Il cardinale nel suo intervento rovescia la tesi affermando che «va respinto il principio per il quale la richiesta di morire debba essere accolta per il solo motivo che proviene dalla libertà del soggetto» poiché «la libertà non è un contenitore da riempire e assecondare con qualsiasi contenuto, quasi la determinazione a vivere o a morire avessero il medesimo valore».
Spesso infatti si chiede la morte per una deformazione evidente del nostro tempo, e cioè che «la condizione di chi è meno autonomo sia percepita come una zavorra per la famiglia, per la società e per la comunità dei “forti”», un fatto «drammatico».
Il presidente dei vescovi sul punto è categorico: «Dobbiamo guardarci dall’entrare anche noi, presto o tardi, nel vortice dell’indifferenza. Svegliamoci dal cinismo economicista che genera una mentalità che guarda solo all’efficienza. Circondiamo i malati e tutti i più deboli dell’amore del quale, come ogni essere umano, hanno bisogno per vivere». Ogni uomo infatti «ha una necessità costitutiva di relazione con gli altri». Non solo: va ricordato, oggi più di prima, che «la vita, più che un nostro possesso, è un dono che abbiamo ricevuto e dobbiamo condividere, senza buttarlo».

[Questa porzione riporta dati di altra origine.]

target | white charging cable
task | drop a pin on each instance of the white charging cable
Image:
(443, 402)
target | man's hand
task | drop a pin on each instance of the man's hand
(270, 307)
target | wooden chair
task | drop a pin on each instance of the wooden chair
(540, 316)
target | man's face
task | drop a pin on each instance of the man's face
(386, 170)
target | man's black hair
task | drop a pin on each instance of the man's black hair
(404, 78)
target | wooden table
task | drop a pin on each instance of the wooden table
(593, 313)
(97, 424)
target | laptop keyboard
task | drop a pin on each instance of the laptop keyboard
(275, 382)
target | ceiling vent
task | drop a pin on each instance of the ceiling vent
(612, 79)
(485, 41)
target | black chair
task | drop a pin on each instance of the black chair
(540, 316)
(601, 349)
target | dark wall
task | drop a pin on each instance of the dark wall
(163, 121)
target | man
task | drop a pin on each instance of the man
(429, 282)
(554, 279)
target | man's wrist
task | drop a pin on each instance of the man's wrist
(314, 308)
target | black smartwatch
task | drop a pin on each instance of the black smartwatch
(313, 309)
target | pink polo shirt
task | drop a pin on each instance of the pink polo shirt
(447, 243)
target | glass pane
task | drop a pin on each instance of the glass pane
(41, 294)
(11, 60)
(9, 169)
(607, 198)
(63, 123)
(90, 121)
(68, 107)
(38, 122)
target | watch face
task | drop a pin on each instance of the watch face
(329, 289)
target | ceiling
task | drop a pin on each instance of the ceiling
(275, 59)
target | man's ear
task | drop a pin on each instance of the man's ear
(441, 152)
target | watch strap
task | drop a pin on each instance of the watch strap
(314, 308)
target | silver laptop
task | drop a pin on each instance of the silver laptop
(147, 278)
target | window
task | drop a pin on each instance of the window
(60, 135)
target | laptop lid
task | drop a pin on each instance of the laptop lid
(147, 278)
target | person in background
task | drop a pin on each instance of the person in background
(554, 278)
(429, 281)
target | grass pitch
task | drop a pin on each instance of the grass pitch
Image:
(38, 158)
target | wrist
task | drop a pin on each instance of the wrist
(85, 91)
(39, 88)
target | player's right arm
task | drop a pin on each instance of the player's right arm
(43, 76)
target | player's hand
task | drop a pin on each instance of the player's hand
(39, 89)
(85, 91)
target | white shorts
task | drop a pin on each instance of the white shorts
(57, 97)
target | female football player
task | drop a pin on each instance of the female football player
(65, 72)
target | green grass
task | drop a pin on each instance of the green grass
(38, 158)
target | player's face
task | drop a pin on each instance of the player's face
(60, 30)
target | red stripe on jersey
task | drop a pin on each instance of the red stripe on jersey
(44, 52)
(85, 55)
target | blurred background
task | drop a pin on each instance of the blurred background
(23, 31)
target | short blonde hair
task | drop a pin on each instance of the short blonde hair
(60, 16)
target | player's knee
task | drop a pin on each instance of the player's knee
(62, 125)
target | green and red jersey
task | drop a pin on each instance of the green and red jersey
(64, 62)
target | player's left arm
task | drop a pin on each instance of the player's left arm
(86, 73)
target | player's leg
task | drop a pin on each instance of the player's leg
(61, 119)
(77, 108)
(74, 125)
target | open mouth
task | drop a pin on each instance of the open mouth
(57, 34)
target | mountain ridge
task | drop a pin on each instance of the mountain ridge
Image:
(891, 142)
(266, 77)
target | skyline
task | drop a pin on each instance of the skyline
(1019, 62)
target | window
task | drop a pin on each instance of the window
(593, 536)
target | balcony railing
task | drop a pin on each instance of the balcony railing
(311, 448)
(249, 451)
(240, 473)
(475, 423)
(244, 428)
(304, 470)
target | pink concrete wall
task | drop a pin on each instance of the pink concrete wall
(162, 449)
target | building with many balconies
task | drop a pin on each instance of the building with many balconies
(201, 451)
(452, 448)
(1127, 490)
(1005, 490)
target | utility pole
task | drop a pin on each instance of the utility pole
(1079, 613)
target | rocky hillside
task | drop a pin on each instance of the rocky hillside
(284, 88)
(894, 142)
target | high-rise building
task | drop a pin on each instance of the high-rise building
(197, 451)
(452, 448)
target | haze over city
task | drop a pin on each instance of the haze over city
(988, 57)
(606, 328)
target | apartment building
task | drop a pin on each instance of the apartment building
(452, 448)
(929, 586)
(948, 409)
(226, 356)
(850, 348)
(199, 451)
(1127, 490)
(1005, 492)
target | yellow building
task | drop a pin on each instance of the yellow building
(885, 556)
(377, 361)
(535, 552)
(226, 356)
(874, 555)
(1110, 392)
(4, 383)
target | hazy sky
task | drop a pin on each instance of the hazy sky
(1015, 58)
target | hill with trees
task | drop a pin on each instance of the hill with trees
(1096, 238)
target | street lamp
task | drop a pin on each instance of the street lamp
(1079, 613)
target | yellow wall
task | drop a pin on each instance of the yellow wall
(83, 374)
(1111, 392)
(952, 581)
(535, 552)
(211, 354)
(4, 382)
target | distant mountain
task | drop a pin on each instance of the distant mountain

«La scelta di sospendere le cure mediche nei casi di cui si è detto, deve comunque essere una decisione cosciente e consapevole presa dal diretto interessato, al quale nessuno dovrebbe sostituirsi – scandisce la Baiocchi – per questo dovrebbe essere una decisione presa per tempo e legittimamente».
«La nascita di certe cliniche dove si permette di scegliere il momento di morire anche ai di là dei rigidissimi paletti che ho detto poco fa, è un qualcosa di molto pericoloso ed è assolutamente da scongiurare. Vanno assolutamente tenute strette le maglie della legge, perché c’è rischio di un’idea suicidaria sempre più diffusa. Per certi tipi di dolori insopportabili invece di pensare alla morte bisognerebbe pensare a come fornire alle persone la possibilità di superare il loro analfabetismo con un aiuto psicoterapico reso accessibile e fruibile da tutte le persone».
Ciò che è auspicabile, e previsto dalla legge, è fornire a tutti le terapie palliative che permettono sia il trattamento del dolore che la cura globale della persona.